Le strip-till est une technique complémentaire, présentée dès les premiers numéros comme une option sécurisante. Cette idée a mûri lentement, soutenue par l’expérimentation de pionniers motivés pour devenir aujourd’hui une pratique reconnue, permettant d’accéder facilement et sans trop de risques à du presque semis direct. Plus récemment, une partie du rédactionnel s’est plus concentrée sur la conception de rotations adaptées. Qu’on le veuille ou non, cet élément est vraiment le troisième pilier de l’agriculture de conservation. Cette orientation indispensable pour limiter les risques de salissement mais également de maladies et de ravageurs se révèle de plus en plus prometteuse en apportant de la sécurité dans les itinéraires, de nouvelles idées et surtout des économies encore insoupçonnées. À titre d’exemple, si l’idée de semer du colza en direct derrière des légumineuses paraissait farfelue il y a seulement quatre ans, aujourd’hui, l’étendue des surfaces confirme largement le bien-fondé de cette orientation. Un changement radical qui démontre encore une fois qu’une difficulté, en l’occurrence la paille, peut stimuler la réflexion et permettre non seulement de contourner le problème mais aussi d’ouvrir sur des champs de progrès. Ainsi, la culture du colza se découvre maintenant de nouveaux précédents très performants comme le maïs ensilage, le tournesol et les cultures légumières où il peut être produit très économiquement.

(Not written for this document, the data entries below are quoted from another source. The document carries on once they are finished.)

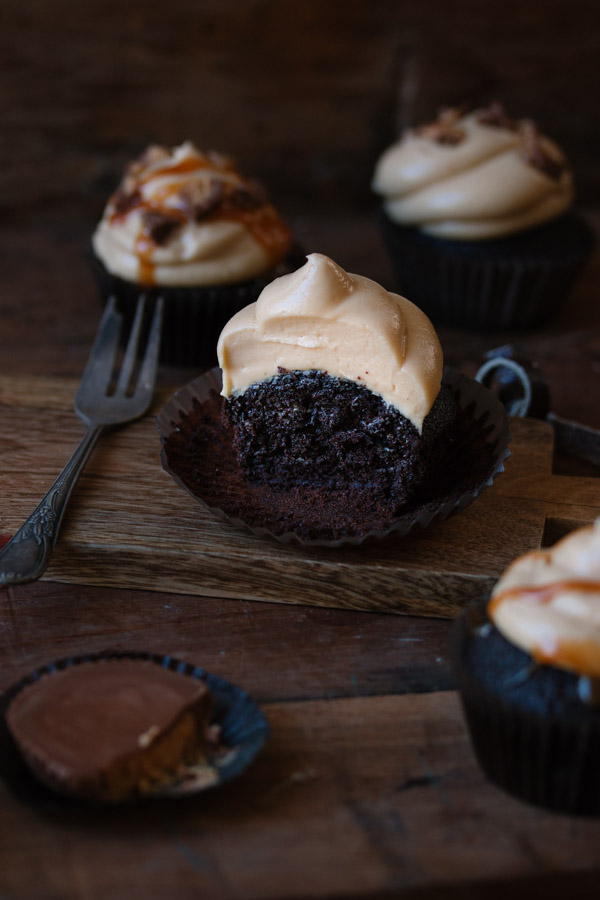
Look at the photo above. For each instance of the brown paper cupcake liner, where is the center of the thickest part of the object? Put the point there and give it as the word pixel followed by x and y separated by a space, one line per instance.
pixel 516 284
pixel 531 734
pixel 197 453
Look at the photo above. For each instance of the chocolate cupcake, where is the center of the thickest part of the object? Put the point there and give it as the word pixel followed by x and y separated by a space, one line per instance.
pixel 187 226
pixel 334 418
pixel 528 668
pixel 116 727
pixel 477 217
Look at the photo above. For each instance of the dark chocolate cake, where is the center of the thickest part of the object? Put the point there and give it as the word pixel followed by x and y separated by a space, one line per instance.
pixel 309 429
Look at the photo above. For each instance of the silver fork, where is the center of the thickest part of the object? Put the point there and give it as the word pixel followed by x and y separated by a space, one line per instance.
pixel 100 404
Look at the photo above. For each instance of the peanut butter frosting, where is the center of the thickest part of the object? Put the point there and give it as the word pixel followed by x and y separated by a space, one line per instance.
pixel 474 176
pixel 320 318
pixel 184 218
pixel 548 603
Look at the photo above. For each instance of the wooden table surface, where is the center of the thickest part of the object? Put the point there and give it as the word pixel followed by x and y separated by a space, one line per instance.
pixel 367 787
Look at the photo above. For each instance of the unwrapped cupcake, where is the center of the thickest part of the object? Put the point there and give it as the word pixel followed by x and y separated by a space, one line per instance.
pixel 477 218
pixel 334 420
pixel 528 667
pixel 186 225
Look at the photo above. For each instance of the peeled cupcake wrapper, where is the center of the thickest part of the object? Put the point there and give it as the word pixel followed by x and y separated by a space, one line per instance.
pixel 243 730
pixel 488 414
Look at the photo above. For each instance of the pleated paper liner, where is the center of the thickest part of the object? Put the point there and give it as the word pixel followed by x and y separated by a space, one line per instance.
pixel 242 726
pixel 197 452
pixel 514 283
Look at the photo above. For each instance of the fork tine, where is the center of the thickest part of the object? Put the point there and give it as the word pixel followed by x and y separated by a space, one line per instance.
pixel 132 346
pixel 150 361
pixel 101 360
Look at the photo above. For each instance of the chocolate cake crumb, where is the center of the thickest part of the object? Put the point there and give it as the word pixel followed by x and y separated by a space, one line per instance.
pixel 159 226
pixel 444 129
pixel 536 155
pixel 199 448
pixel 496 117
pixel 302 429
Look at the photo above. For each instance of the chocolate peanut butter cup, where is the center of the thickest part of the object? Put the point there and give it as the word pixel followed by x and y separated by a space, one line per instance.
pixel 112 727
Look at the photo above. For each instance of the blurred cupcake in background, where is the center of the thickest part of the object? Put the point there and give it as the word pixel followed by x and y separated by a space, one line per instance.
pixel 527 663
pixel 186 225
pixel 478 221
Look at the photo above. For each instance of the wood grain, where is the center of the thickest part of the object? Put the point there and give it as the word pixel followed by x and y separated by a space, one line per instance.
pixel 379 794
pixel 130 525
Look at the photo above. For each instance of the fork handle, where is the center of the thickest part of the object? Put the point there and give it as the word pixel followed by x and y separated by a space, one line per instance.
pixel 27 555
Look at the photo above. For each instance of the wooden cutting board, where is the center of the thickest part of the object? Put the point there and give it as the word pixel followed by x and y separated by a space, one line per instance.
pixel 130 525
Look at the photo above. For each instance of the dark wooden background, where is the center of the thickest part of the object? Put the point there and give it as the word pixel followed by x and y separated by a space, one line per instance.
pixel 368 787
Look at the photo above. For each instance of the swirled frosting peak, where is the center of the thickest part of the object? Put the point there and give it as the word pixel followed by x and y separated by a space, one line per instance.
pixel 548 603
pixel 474 176
pixel 322 318
pixel 181 217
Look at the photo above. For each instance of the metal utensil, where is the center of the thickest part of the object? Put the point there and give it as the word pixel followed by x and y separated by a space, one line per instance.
pixel 524 392
pixel 104 399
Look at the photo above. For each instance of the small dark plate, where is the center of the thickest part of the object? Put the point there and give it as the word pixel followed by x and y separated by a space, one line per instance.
pixel 243 731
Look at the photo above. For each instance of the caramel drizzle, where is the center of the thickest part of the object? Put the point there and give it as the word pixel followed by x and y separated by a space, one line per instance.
pixel 542 593
pixel 264 223
pixel 574 655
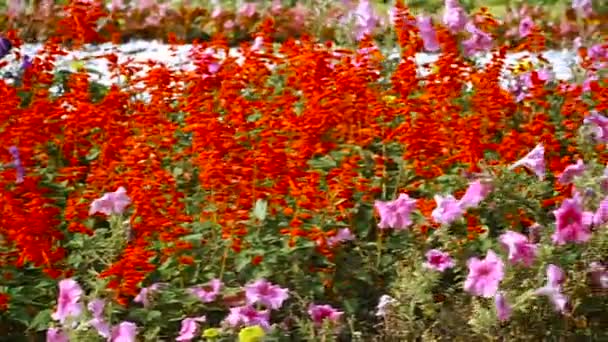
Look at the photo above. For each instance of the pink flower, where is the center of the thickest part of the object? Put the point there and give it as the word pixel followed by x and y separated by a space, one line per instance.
pixel 396 214
pixel 343 235
pixel 553 288
pixel 520 249
pixel 189 328
pixel 600 124
pixel 111 203
pixel 525 26
pixel 146 293
pixel 476 192
pixel 124 332
pixel 438 260
pixel 68 302
pixel 571 171
pixel 484 275
pixel 454 16
pixel 448 209
pixel 533 161
pixel 572 223
pixel 503 309
pixel 248 316
pixel 479 41
pixel 428 33
pixel 320 313
pixel 98 322
pixel 265 293
pixel 56 335
pixel 207 293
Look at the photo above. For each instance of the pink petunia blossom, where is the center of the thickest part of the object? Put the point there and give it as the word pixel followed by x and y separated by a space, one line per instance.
pixel 484 275
pixel 447 211
pixel 475 194
pixel 572 223
pixel 503 309
pixel 265 293
pixel 248 316
pixel 438 260
pixel 189 329
pixel 111 203
pixel 68 302
pixel 553 288
pixel 320 313
pixel 520 249
pixel 533 161
pixel 396 214
pixel 124 332
pixel 56 335
pixel 208 292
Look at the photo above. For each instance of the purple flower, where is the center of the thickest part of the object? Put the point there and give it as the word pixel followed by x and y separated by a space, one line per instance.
pixel 265 293
pixel 571 171
pixel 189 328
pixel 383 304
pixel 343 235
pixel 68 302
pixel 454 16
pixel 56 335
pixel 600 126
pixel 428 33
pixel 475 193
pixel 396 214
pixel 553 288
pixel 124 332
pixel 146 293
pixel 520 249
pixel 479 41
pixel 208 292
pixel 572 223
pixel 5 47
pixel 448 209
pixel 525 26
pixel 248 316
pixel 484 275
pixel 320 313
pixel 98 322
pixel 533 161
pixel 438 260
pixel 111 203
pixel 14 151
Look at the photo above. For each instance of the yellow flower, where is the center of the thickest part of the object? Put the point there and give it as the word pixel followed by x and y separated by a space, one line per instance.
pixel 251 334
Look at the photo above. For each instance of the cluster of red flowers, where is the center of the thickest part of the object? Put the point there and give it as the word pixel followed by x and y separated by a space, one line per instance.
pixel 254 131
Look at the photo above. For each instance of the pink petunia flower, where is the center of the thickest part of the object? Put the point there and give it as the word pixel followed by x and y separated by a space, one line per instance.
pixel 503 309
pixel 520 249
pixel 572 223
pixel 248 316
pixel 475 194
pixel 320 313
pixel 484 275
pixel 533 161
pixel 447 211
pixel 56 335
pixel 438 260
pixel 396 214
pixel 571 171
pixel 124 332
pixel 111 203
pixel 68 302
pixel 208 292
pixel 553 288
pixel 189 329
pixel 265 293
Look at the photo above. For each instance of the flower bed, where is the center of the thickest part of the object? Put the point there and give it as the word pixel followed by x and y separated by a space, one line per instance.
pixel 320 193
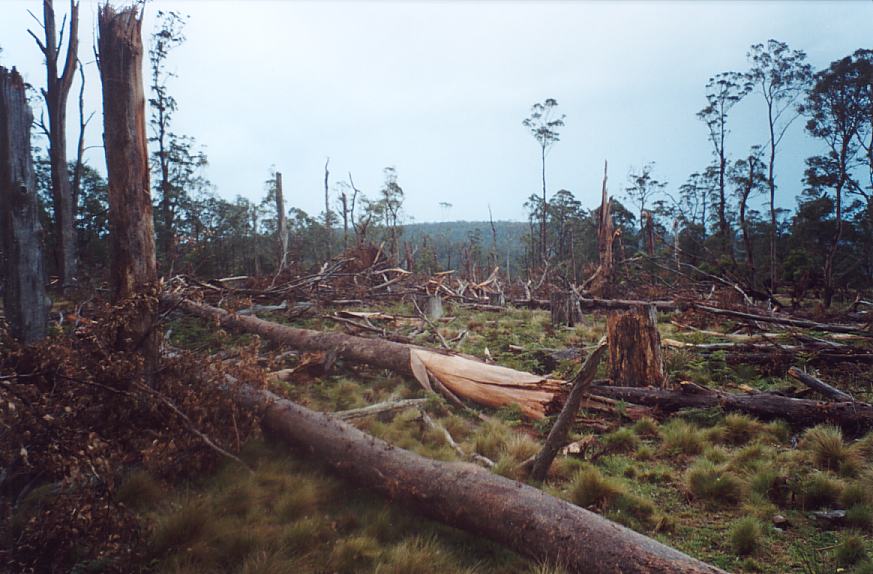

Au cours de ces années, TCS a largement démontré et étayé les intérêts de la simplification du travail du sol au niveau environnemental, qu’il s’agisse de la qualité de l’eau mais aussi de celle de l’air. Nous étions à ce titre les premiers à vous parler de séquestration du carbone il y a huit ans, bien avant que le réchauffement climatique soit admis comme une réalité. Plus récemment, la meilleure connaissance de l’écosystème sol et du vivant à la surface et autour des parcelles nous a permis de comprendre que la biodiversité est un formidable allié que nous devons apprendre à cultiver et utiliser.

Enfin aujourd’hui avec la hausse des cours de l’énergie qui devrait se poursuivre malgré une correction temporaire des marchés, non seulement les charges de mécanisation, mais la majorité des coûts de production, dont l’azote et l’irrigation, devraient continuer d’augmenter. Il est donc urgent de dépasser la seule consommation d’énergie dans le travail du sol et d’aborder les autres niveaux où les potentiels d’économie sont énormes en continuant de développer l’autofertilité des sols et en construisant des systèmes performants. Enfin, dans ce contexte de raréfaction d’énergie mais également de tension sur les marchés alimentaires, l’agriculture de conservation ressort de plus en plus comme l’orientation la plus cohérente au vue de sa grande efficacité énergétique et du positionnement de la fertilité du sol comme axe central en association à la préservation et l’utilisation de la biodiversité.

Au regard de ces éléments, nous pouvons être rassurés par le chemin parcouru en ce laps de temps et par le bienfondé de l’agriculture de conservation qui tarde à être reconnue dans ce contexte économico-environnemental. Il nous reste cependant de gros chantiers en perspective et encore beaucoup de travail, d’observation, de compréhension, d’expérimentation et d’échange d’idées afin de continuer à innover et à progresser vers une agriculture productive mais toujours plus économe et autonome : un courant de pensée et une approche de développement qui devraient faire écho à bien des échelons de notre société.